Kootenai and Bonner counties last year proposed to be the first in Idaho to require sale price disclosure after the Realtors’ Multiple Listing Services ended contracts with them. The services were concerned the counties could be forced to turn over proprietary numbers members pay to access.
While the new deal doesn’t fully allay qualms about disclosure, it does give taxpayers access to information they would need to appeal an assessment without turning over all the data the county assessor can see, said Peter Smith, an attorney for the Realtors association. The county assessor will have the same level of access given to private appraisers.

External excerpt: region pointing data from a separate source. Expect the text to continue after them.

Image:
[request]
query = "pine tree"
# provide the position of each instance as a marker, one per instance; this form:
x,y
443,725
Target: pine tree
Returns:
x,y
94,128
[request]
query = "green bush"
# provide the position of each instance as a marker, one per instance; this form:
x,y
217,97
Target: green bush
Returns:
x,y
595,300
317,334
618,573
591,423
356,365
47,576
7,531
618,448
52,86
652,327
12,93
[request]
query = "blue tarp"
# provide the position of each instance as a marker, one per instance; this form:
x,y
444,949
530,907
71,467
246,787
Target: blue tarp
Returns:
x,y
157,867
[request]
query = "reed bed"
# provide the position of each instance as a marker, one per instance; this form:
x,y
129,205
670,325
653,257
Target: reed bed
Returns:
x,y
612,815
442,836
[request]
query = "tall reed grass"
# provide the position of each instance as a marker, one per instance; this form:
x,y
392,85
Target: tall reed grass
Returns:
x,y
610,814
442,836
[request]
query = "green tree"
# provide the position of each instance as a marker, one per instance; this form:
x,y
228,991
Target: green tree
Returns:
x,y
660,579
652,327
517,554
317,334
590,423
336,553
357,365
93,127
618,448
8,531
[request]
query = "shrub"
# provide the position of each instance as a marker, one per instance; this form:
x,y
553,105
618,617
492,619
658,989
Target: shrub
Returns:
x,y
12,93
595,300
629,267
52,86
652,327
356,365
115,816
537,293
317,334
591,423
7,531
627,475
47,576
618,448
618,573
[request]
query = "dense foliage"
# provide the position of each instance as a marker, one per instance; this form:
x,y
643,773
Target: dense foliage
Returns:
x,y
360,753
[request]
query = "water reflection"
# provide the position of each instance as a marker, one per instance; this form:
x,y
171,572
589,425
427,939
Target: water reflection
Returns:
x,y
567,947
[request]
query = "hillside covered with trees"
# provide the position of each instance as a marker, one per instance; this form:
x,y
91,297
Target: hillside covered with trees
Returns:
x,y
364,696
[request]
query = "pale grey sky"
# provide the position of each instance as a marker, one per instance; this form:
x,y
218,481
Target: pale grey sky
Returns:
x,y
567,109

“This agreement really is a reestablishment of an agreement that we’ve had since the early ‘90s,” said Kootenai County Assessor Mike McDowell.
The association wanted to avoid possible tax increases that could stem from the county assessor needing additional staff to compensate for the loss of data, said Kim Cooper, association spokesman.
There’s no longer a need for the ordinance, said Commissioner Richard Piazza.
“It accomplished what it needed to do; it brought everybody to the table again,” he said.
The Coeur d’Alene service provided sale data about a month ago so assessors could continue working, McDowell said.
“On our end, we need the sold information to accurately track what’s going on in the marketplace,” he said.In Bonner County, which has an ordinance drafted, Assessor Jerry Clemons said he is waiting to see what happens in Kootenai County. The county had turned down a deal proposed by the Selkirk Association of Realtors, he said.
“Assuming that (the Kootenai deal) gets signed, then my idea would be to take the same agreement and change the name from Kootenai to Bonner and present that to our Realtors,” Clemons said.
Brokers can ask that sale prices be kept secret at the request of a buyer or seller, Cooper said.
The Coeur d’Alene association worries obligatory disclosure could lead to more taxes.
“Though the proposed ordinance expressly stated the information collected could not be used as a basis for a real estate transfer or excise tax, sales price disclosure is one step away from a real estate transfer or excise tax,” Smith said in a prepared statement.
Idaho is one of a handful of states where price disclosure is not required, as it is in Washington.
The Idaho Association of County Assessors would like to see a statewide mandate, which is its top legislative priority this year, McDowell said.
“We’d get better information at less cost,” he said. “And this is kind of the next-best thing.”